In the middle of all that, power over the decisions of city government seemed less valuable than power over economic and social outcomes. It was one thing to control the outputs of city government (putting qualified and well-paid teachers in classrooms, for example) and a very different thing to achieve the intended result (students learning what they need to learn). Years later, back in my Yale study, I would formalize a distinction between powers of government and powers of governance, giving two very different meanings to Dahl's question "Who Governs?": "Who controls the policy decisions of city government?" or "Who governs those changes which matter most critically to the people and institutions located within that city?" Only if city government itself was a very strong power player were these two questions at all close to being one and the same. And, most emphatically, city government didn't seem to be a strong player when looked at from my City Hall desk in 1990 and 1991.

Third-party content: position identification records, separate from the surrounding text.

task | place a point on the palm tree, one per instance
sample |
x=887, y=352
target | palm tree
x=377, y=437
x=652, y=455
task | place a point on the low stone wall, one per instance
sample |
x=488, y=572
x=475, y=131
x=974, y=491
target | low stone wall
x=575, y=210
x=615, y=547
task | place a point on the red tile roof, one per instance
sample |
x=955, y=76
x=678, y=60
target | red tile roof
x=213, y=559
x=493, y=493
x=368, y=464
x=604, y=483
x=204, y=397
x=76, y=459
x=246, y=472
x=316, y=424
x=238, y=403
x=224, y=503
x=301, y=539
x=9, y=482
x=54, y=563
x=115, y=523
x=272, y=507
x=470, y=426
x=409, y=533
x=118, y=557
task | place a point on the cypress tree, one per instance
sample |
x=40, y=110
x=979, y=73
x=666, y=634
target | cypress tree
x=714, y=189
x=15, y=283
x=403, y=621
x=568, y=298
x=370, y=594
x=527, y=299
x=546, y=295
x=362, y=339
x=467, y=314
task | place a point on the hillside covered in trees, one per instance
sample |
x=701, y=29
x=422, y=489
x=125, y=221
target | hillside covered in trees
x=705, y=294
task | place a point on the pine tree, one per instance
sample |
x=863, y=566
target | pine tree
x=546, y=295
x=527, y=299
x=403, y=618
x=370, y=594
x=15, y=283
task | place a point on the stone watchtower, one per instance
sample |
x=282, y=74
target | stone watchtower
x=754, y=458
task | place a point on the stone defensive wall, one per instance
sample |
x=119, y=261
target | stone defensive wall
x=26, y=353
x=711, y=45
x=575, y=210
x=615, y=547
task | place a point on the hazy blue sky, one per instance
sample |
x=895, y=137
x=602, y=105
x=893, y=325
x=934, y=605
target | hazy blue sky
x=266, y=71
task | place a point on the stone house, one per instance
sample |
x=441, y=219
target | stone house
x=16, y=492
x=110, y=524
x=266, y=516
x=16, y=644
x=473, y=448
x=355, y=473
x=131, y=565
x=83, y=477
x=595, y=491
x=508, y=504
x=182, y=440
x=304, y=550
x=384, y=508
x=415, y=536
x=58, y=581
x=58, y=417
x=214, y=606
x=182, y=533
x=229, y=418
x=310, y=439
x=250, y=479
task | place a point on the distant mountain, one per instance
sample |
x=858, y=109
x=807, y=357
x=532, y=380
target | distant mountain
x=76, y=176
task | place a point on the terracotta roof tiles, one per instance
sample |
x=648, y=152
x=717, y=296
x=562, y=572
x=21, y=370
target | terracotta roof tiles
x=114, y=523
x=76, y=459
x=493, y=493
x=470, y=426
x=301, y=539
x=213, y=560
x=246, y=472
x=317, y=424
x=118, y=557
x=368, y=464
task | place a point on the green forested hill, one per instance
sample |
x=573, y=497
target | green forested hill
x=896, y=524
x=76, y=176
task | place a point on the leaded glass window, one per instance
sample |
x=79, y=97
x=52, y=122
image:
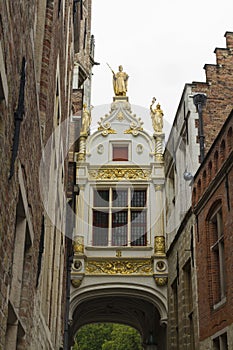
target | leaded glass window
x=120, y=217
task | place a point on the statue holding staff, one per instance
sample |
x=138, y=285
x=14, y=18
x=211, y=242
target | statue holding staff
x=120, y=81
x=156, y=116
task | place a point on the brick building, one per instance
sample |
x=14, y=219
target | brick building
x=212, y=203
x=36, y=75
x=203, y=109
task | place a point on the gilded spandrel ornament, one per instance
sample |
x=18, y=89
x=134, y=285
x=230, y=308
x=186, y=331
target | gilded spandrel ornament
x=122, y=267
x=120, y=174
x=156, y=116
x=120, y=81
x=105, y=128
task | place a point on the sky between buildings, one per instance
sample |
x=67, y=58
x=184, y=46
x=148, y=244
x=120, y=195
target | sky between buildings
x=161, y=44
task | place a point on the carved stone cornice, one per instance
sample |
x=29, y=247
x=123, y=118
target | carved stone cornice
x=120, y=267
x=120, y=174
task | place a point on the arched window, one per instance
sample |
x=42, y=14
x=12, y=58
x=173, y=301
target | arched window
x=216, y=251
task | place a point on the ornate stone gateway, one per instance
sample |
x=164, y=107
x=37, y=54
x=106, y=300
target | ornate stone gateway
x=119, y=271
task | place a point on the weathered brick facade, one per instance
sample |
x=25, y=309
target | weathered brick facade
x=32, y=239
x=219, y=90
x=212, y=193
x=200, y=244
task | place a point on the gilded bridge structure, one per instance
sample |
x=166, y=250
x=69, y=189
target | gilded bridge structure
x=119, y=271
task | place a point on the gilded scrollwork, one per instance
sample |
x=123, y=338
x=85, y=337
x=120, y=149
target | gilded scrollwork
x=120, y=116
x=161, y=281
x=121, y=267
x=120, y=174
x=135, y=127
x=105, y=128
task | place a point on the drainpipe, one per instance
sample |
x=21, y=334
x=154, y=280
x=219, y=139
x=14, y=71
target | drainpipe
x=199, y=100
x=66, y=328
x=70, y=225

Try a real example. "How best to deploy each eight-hour police patrol shift?" is a question of government. How you make that precious shift as effective as possible as part of a process that actually protects citizens against violent crime is a governance issue. As city officials, we were driven over and over again to focus on tactical questions of government such as "Do you have cops walk beats which will maximize their visibility to citizens and potential criminals, or do you have them walk beats where they are most likely to detect and intervene in actual crimes?" On reflection, that is a harder question than it at first seems, and we often opted to maximize visibility at the expense of intervention.4 Whichever tactical choice you make, your power to achieve the best result in crime prevention depends largely on decisions taken by thousands of people not directly connected to city government. Signaling to those thousands of others, in the hope of influencing their decisions, becomes a vital objective. In 1990 and 1991, I was wholly preoccupied with practical particulars, scores of them in each working day, and far too busy to reflect on the government-governance gap.